Prosper Fined $3M By SEC For Overstating Returns

The Securities and Exchange Commission announced late last week that Prosper, the online lender, has agreed to pay a $3 million fine for misleading retail and other investors via statements it made.

In a press release the SEC said it charged Prosper with “miscalculating and materially overstating annualized net returns to retail and other investors.” The SEC contends that from July of 2015 until May of 2017 it excluded some non-performing charged-off loans from the calculation of its annualized net returns reported to investors. As a result of that move, the SEC said the marketplace lender overstated annualized net returns to more than 30,000 investors. The SEC said Prosper used the figures in its messaging to investors, even prompting some to make additional investments. The government agency also found Prosper failed to identify and correct the error despite Prosper’s knowledge that it no longer understood how annualized net returns were calculated and despite investor complaints about the calculation.

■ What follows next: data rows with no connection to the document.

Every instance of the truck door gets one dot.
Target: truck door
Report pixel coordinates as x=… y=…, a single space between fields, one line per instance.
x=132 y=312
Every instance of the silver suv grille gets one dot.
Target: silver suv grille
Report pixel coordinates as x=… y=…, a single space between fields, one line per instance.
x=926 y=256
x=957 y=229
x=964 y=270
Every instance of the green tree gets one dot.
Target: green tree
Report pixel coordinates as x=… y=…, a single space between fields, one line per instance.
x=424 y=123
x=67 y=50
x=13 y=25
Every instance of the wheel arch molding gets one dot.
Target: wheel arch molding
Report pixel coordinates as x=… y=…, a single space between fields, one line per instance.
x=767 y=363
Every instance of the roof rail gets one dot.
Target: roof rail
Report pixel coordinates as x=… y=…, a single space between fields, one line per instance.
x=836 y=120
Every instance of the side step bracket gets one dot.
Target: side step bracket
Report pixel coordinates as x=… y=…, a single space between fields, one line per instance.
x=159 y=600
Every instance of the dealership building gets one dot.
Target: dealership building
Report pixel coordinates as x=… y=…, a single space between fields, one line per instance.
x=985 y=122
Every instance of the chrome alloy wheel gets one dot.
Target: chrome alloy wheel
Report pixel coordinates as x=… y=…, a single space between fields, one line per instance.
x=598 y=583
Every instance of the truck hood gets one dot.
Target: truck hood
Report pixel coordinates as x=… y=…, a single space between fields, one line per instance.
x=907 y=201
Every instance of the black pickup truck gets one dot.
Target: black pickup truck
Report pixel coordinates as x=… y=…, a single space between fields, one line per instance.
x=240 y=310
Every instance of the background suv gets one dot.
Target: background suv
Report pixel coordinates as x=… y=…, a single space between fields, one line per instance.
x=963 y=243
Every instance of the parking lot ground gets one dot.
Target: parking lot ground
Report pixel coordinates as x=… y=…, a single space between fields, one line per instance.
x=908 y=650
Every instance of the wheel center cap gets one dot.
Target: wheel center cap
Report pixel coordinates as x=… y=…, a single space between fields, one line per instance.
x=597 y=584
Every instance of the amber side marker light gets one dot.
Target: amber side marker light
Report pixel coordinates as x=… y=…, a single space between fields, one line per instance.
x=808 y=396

“For almost two years, Prosper told tens of thousands of investors that their returns were higher than they actually were despite warning signs that should have alerted Prosper that it was miscalculating those returns,” said Daniel Michael, chief of the SEC Enforcement Division’s Complex Financial Instruments Unit, in the press release. “As this case shows, we are committed to holding FinTech companies to the same standards applicable to other participants in the securities markets.” Prosper agreed to pay the fine without admitting or denying the findings, the SEC noted in the press release.

Prosper isn’t the only FinTech to run into trouble with the SEC in recent weeks. Earlier this month the SEC fined Daniel Mattes, founder and CEO of payments company Jumio, $17 million for defrauding investors. The SEC contends Mattes overstates revenue at Jumio in 2013 and 2014 and then sold shares he owned in the private, secondary market.